Over the last couple of months, I’ve been dipping into To the Swift: Classic Triple Crown Horses and Their Race for Glory. The book, edited by Joe Drape, is a collection of New York Times articles, from 1875, the year of the first Kentucky Derby, through Rags to Riches’ victory in the 2007 Belmont.
I’m still working my way through it, but below are a few morsels that I found worth passing on, perhaps indicative of a little of the racing glumness I’m currently feeling..

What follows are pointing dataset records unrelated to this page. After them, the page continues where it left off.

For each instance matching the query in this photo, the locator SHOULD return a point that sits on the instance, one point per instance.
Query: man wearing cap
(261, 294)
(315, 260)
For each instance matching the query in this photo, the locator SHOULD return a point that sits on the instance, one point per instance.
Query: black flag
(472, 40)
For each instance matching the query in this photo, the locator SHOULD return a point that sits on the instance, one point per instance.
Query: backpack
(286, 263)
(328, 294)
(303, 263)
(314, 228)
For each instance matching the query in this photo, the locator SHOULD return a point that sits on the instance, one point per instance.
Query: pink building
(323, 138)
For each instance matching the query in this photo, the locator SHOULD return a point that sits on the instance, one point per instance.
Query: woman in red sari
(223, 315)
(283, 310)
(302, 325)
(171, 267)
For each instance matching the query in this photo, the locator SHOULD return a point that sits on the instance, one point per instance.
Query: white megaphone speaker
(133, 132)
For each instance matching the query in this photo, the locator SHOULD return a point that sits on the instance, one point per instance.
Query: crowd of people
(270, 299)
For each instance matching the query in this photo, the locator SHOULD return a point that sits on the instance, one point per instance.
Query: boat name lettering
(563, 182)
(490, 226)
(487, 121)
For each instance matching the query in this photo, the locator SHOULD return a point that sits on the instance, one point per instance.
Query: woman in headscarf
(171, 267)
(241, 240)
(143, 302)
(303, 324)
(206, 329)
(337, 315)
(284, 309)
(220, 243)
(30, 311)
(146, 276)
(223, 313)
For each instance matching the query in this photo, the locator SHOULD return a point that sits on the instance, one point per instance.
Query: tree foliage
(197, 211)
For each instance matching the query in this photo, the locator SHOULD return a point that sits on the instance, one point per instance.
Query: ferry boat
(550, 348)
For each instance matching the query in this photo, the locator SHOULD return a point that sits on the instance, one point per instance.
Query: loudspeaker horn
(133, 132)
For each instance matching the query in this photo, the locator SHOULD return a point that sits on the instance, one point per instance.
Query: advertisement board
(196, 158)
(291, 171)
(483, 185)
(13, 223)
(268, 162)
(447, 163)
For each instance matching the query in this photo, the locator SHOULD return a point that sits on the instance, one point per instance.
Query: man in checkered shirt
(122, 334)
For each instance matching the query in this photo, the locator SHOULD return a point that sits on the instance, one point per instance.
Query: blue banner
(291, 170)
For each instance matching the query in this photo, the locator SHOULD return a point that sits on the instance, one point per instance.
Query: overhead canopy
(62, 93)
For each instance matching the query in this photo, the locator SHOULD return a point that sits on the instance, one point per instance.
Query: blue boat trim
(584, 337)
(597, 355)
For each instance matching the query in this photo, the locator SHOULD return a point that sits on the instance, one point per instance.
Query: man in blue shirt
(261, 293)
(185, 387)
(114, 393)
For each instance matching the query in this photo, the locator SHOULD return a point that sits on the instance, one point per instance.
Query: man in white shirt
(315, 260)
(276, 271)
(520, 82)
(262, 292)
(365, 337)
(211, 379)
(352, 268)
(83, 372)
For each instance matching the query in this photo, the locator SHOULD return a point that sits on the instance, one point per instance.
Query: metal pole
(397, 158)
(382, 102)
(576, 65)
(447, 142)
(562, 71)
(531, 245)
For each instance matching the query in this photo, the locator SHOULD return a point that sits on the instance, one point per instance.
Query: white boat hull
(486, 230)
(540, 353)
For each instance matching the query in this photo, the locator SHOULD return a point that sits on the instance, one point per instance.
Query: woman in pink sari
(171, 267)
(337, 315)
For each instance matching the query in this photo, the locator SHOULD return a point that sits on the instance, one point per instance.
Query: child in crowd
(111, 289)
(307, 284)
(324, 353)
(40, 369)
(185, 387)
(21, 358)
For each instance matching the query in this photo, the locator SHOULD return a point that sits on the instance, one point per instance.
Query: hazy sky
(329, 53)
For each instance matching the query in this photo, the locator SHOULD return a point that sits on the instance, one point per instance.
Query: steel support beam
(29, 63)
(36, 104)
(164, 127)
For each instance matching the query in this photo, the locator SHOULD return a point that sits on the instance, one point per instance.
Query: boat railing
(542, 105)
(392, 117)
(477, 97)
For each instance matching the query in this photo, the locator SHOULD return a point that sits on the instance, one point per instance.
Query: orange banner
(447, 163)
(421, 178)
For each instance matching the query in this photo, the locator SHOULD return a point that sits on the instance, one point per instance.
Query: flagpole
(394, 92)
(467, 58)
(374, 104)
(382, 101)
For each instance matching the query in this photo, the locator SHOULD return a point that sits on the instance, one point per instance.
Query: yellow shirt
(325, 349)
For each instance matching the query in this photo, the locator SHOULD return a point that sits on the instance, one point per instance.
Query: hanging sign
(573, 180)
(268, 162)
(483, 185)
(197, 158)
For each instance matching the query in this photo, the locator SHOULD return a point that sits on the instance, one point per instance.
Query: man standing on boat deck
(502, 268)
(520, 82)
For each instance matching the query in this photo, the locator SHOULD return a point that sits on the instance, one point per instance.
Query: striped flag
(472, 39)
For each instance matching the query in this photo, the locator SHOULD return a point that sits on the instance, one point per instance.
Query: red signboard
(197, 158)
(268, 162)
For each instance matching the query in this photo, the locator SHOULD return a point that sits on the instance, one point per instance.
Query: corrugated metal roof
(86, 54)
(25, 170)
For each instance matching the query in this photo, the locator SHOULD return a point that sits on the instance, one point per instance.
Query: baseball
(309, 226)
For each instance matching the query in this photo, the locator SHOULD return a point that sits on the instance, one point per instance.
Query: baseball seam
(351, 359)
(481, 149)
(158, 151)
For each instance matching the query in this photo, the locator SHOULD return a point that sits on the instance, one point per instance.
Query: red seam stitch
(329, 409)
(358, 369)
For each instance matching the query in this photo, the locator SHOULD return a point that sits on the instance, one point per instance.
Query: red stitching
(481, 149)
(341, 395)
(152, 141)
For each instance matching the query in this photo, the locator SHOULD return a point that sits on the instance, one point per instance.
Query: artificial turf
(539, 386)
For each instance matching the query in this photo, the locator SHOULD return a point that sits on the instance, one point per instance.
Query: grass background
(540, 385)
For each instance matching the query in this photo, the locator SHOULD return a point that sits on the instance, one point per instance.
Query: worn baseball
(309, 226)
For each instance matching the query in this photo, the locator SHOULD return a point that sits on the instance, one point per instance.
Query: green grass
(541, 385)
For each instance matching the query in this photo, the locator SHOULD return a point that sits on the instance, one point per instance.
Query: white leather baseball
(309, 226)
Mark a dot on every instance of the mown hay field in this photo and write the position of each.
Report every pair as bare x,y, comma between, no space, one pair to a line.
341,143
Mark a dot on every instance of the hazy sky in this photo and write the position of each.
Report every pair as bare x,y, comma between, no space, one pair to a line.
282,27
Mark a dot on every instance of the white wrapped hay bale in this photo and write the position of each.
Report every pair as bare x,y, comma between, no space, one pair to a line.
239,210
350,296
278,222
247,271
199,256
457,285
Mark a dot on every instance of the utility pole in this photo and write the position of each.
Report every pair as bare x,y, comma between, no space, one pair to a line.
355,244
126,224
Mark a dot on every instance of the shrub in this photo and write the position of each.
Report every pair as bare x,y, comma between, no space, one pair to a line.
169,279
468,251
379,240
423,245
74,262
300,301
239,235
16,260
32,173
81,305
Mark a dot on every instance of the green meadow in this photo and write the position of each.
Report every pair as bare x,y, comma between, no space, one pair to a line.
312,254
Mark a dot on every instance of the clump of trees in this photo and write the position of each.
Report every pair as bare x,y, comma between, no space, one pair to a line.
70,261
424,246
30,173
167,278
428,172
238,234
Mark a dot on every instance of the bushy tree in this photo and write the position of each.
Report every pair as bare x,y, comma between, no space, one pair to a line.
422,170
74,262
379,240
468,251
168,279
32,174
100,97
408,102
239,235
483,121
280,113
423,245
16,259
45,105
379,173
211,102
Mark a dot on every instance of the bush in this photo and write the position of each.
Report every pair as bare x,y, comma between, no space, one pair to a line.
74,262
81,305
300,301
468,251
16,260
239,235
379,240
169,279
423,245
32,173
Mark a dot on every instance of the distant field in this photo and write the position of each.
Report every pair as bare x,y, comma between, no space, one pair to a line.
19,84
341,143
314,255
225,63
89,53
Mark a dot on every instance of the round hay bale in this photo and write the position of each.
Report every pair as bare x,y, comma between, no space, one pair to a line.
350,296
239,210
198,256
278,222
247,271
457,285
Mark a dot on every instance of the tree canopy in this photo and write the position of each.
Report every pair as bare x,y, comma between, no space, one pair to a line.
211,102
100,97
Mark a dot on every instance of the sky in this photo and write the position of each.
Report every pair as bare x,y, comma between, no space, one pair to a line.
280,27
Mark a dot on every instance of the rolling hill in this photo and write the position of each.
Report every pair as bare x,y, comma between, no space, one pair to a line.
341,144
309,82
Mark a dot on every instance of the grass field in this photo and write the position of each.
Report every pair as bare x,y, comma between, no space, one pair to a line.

From “At The Derby, Racing Takes On Its Drug Problem,” by Joe Drape, published May 1, 2005:
In 2002, the Racing Medication and Testing Consortium was created in Lexington
to come up with a uniform drug policy for the 38 jurisdictions in the United
States, and to update testing for a wide range of therapeutic medications, as
well as for drugs that are simply performance-enhancing.So far, 13 of the
jurisdictions have agreed to uniform guidelines, and another 13 are expected to
sign on by the end of the year.
This encouraging declaration was followed by an explication of Jeff Mullins’s milkshaking charge and subsequent suspension and surveillance. Drape spoke with C. Steven Duncker, at the time chairman of the Thoroughbred Owners and Breeders Association’s Graded Stakes Committee and co-chairman of the New York Racing Association, about the need for greater attention to the use of drugs in racing:
Duncker…says uniform regulations, increased testing and greater surveillance are
progressive steps. The New York association will take an extraordinary measure
when Belmont Park opens Wednesday. All horses will be isolated in a detention
barn six hours before their races, with only the state veterinarian having
access to them.
“We need a paradigm shift in what our punishment is; it needs to be tougher,” Duncker said. “Right now in many places, a trainer can get suspended for seven days, pay a small fine and have his assistant run his horses while he’s out. That’s meaningless. What the tracks can do, however, is take away their stalls and not allow their horses to run at their tracks.”
These passages, written four years ago and read today, in the wake of the most recent Mullins incident, are almost laughably disheartening.
Oh, and Mullins’s penalty for his presence in the detention barn and attempt to administer AirPower to his horse? A seven day suspension—to be implemented the day after the Kentucky Derby—and a $2,500 fine.